CV NEWS FEED // The Archbishop of Benin announced on Saturday that a 14-year-old girl from Africa, martyred for resisting attempted rape, is among Pope Francis’ list of 25 people to begin the process of canonization.
In November 2009, Vivian Uchechi Ogu was shot dead for resisting rape by armed robbers, who broke into her family’s home in Nigeria. Vivian and her family were active members of their local parish, where she served as a catechist and an active choir leader.
After she learned the story of St.
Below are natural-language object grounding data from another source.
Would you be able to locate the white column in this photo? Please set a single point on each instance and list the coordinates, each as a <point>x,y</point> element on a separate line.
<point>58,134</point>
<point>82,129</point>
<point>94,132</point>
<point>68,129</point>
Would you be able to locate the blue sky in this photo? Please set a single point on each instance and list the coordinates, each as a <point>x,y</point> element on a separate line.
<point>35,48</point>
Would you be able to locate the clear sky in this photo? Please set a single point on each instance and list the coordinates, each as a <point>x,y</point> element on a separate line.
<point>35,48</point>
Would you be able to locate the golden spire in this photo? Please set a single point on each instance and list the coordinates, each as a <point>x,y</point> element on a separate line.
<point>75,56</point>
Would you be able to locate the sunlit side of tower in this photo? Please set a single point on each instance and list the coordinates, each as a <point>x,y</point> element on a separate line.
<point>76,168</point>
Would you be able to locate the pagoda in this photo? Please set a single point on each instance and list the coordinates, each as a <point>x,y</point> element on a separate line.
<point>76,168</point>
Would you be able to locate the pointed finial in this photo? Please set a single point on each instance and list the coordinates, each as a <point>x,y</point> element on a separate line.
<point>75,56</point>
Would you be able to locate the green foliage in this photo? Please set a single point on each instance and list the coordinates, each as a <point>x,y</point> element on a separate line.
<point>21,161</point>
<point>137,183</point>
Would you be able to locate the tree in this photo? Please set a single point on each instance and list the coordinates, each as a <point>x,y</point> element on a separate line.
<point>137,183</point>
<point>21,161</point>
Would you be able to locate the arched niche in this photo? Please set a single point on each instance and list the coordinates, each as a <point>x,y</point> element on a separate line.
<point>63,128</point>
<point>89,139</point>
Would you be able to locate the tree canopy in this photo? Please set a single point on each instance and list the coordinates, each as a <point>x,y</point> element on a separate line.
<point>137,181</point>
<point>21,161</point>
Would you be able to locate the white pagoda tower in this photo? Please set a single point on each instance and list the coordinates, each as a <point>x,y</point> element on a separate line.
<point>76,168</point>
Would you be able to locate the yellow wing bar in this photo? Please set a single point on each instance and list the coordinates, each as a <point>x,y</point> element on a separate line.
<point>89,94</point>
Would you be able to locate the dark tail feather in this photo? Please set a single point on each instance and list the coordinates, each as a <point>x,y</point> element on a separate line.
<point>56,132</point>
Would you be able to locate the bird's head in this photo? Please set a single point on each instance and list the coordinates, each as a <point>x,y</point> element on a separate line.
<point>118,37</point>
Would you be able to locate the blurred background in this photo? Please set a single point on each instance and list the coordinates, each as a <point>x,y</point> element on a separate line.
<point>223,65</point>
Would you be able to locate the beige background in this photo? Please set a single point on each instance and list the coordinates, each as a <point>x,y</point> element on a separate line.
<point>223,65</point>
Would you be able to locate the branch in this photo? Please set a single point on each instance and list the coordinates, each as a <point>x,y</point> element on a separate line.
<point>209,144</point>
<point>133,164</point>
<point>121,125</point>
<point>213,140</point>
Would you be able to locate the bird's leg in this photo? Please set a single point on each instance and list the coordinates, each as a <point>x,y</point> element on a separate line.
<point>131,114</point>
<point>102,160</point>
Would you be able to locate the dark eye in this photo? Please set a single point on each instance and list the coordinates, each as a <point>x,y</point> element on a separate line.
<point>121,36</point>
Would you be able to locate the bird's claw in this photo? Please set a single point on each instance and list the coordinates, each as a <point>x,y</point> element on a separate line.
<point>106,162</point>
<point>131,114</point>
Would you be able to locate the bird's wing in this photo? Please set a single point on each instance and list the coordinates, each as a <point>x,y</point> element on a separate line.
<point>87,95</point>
Maria Goretti through an archdiocese training course, Vivian “would continually retell the story of her favorite saint when she invited her companions to a life of faith and friendship with Jesus and instructed them on the value of virginity.”
“On Sunday, the 15th of November, 2009, after preaching about purity, virginity, and martyrdom to her fellow children in the church in the morning, the opportunity came for her to put into practice what she preached all her life,” the Vivian Ogu Movement website stated.
The archbishop, Most Reverend Augustine Akubeze, noted at the Mass on Saturday: “ Vivian led an exemplary life and died a heroic death by opting to be killed rather than being sexually defiled.”
The next step in the canonization process is for testimonies for or against her cause to be brought forward.
Akubeze said, “Since her reputation for martyrdom and holiness has continued to increase since her death, and after having been formally requested to open the Cause of Beatification and Canonization of the Servant of God, bringing it to the attention of the ecclesial community, we invite all of the faithful who can give valid testimony to come forth and contact the Archdiocesan Curia at the Chancery, No. 30, Airport Road, Benin City with their information, whether favorable or contrary to the reputation of martyrdom and holiness of the aforementioned Servant of God.”
Vivian was also the president of the Pontifical Association of the Holy Childhood (PAHC), and at age nine, she “mobilized funds to pay the bill of many poor children in the Central hospital, Benin City. She organized several visits to orphanage homes where she touched the lives of so many poor orphans,” according to the Vivian Ogu Movement.
Vivian had a love of Scripture, and began writing a commentary on the Gospel of Matthew at age thirteen. She also contributed
to the creation and circulation of the archdiocesan PAHC newsletter, called ‘Friends of Jesus.’ Vivian loved reading the Holy Scriptures and asking for explanations from her priests and teachers concerning the teachings of the Church. Moved by her love for the Word of God, she had decided to commit himself to writing her understanding of the Gospels. She had arrived at chapter sixteen of the Gospel of St. Matthew by the time she was killed.